Mój tort jest czekoladowy z wyraźną nutką mięty. Trochę się bałam tego połączenia, bo jednak co innego mięta w maleńkiej czekoladce, a co innego cały tort. W trakcie mieszania czekolady i masy z serka mascarpone i bitej śmietany przeżyłam chwilę grozy, gdy masa zaczęła się ścinać, ale zdecydowane podkręcenie obrotów miksera zapobiegło tragedii. I tu uwaga, czekolada po rozpuszczeniu musi być dobrze przestudzona, inaczej masa może się zważyć.
Efekt końcowy mnie zaskoczył. Krem jest mocno czekoladowy, wyraźnie czuć czekoladę deserową, natomiast aromat mięty napływa dopiero po chwili, ulotny, pozostawia miłe uczucie rześkości na języku. Dla mnie bomba. "Happy birthday to me, happy birthday to me..." .
Polecam!
Składniki na biszkopt:
- 5 jajek
- 160 g drobnego cukru do wypieków
- 120 g mąki pszennej
- 3 łyżeczki kakao
- 40 g mąki ziemniaczanej
Składniki na krem:
- 400 ml śmietanki kremówki
- 750 g serka mascarpone
- 50 g cukru pudru
- 200 g gorzkiej czekolady
- 5 kropli aromatu miętowego
Do nasączenia blatów:
- 5 łyżek rumu lub brandy
- 3 łyżki cukru
- 2 łyżki syropu miętowego lub 6-7 kropli aromatu miętowego
Dekoracja:
- 60 g masła
- 100 g czekolady mlecznej
- 2 łyżki wody
- 100 g masy marcepanowej
- 30 g cukru pudru
- kilka kropel zielonego barwnika spożywczego
- kwiatki cukrowe do przybrania
Biszkopt:
Białka oddzielić od żółtek, ubić na sztywną pianę. Pod koniec ubijania stopniowo dodawać cukier, dalej ubijając. Dodawać po kolei żółtka, nadal ubijając. Mąki i kakao wymieszać, przesiać i delikatnie wmieszać do ciasta.
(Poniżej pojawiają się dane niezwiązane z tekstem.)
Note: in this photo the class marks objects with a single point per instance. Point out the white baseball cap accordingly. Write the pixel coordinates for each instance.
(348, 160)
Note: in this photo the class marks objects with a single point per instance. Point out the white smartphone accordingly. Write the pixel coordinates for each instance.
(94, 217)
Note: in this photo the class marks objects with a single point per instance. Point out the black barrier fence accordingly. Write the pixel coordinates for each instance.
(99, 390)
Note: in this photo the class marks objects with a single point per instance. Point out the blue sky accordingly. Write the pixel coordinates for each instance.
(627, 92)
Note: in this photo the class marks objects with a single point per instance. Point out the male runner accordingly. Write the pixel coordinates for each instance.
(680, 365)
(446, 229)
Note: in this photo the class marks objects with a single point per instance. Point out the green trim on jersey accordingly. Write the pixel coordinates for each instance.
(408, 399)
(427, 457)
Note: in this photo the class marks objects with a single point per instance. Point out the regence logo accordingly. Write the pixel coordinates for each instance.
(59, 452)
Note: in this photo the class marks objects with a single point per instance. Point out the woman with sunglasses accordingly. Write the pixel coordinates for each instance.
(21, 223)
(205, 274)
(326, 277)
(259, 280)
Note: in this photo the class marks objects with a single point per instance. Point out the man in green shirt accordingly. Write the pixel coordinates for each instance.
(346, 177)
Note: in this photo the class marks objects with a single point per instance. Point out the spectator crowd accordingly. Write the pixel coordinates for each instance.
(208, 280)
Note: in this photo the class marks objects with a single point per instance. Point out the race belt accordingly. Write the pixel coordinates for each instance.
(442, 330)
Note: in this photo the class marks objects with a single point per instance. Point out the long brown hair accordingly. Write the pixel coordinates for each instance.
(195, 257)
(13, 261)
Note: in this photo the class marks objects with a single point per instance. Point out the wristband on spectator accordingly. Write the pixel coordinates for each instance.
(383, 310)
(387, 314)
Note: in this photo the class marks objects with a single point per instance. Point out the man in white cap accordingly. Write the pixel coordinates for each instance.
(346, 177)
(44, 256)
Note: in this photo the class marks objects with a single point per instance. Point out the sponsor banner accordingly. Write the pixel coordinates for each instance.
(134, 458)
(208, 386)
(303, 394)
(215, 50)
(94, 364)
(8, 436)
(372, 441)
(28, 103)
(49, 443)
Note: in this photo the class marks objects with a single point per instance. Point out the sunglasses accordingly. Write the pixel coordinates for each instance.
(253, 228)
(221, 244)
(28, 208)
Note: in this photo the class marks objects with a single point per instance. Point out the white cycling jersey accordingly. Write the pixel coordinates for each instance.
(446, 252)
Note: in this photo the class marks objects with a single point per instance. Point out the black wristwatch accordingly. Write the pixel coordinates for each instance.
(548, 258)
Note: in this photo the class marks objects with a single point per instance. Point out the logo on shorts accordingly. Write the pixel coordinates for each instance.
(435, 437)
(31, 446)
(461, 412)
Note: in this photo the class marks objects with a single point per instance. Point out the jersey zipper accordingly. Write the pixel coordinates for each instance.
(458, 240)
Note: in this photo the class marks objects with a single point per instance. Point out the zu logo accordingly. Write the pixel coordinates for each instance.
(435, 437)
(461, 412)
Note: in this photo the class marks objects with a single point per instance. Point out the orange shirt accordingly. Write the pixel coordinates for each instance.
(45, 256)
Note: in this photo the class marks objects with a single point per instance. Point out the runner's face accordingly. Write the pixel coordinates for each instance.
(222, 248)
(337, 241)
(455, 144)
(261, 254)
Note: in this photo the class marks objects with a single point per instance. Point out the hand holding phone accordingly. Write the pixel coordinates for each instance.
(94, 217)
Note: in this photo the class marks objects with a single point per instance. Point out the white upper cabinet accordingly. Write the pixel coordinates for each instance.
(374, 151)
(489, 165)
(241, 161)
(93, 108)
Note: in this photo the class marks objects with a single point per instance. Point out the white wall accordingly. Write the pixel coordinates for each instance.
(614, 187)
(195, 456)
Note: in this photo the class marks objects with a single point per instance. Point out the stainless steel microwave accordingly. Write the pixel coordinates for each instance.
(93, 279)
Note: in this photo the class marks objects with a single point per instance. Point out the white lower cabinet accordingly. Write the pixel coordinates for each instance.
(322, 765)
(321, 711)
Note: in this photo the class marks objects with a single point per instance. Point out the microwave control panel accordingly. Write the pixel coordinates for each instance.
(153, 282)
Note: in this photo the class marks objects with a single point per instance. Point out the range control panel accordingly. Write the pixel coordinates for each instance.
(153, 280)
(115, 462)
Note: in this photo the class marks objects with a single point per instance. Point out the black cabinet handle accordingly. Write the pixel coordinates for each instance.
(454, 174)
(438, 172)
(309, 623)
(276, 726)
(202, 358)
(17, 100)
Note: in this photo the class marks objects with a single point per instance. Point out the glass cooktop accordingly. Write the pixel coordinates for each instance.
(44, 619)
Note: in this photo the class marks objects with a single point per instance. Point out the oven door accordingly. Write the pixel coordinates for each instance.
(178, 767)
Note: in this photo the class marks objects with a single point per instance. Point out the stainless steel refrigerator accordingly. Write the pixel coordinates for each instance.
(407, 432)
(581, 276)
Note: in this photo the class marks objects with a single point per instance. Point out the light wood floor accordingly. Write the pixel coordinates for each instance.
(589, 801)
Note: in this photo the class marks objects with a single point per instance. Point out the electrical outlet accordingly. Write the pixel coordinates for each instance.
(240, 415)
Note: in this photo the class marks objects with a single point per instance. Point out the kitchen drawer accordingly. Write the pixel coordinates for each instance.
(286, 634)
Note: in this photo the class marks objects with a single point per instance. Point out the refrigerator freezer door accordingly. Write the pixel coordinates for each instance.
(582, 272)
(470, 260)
Tortownicę o średnicy 26 cm wyłożyć papierem do pieczenia. Boków formy niczym nie smarować, papierem wyłożyć tylko dno. Wyłożyć ciasto. Piec w temperaturze 160 - 170?C około 30 - 40 minut (lub dłużej, do tzw. suchego patyczka).
Gorące ciasto wyjąć z piekarnika, z wysokości około 60 cm opuścić je (w formie) na podłogę. Odstawić do uchylonego piekarnika do ostygnięcia. Całkowicie wystudzić. Przekroić na 3 blaty.
Krem:
Śmietankę ubić na sztywno, dodać cukier puder i dalej ubijać. Stopniowo dodawać serek mascarpone, nadal ubijając. Odłożyć kilka łyżek masy na bok, do dekoracji.
Czekoladę rozpuścić w kąpieli wodnej, ostudzić do temperatury jak najbliższej temperaturze bitej śmietany. Dodawać po łyżce, cały czas ubijając. Na koniec dolać kilka kropel aromatu miętowego i wszystko dokładnie wymieszać.
Wykonanie tortu:
Wszystkie składniki zalewy do nasączania blatów dokładnie wymieszać.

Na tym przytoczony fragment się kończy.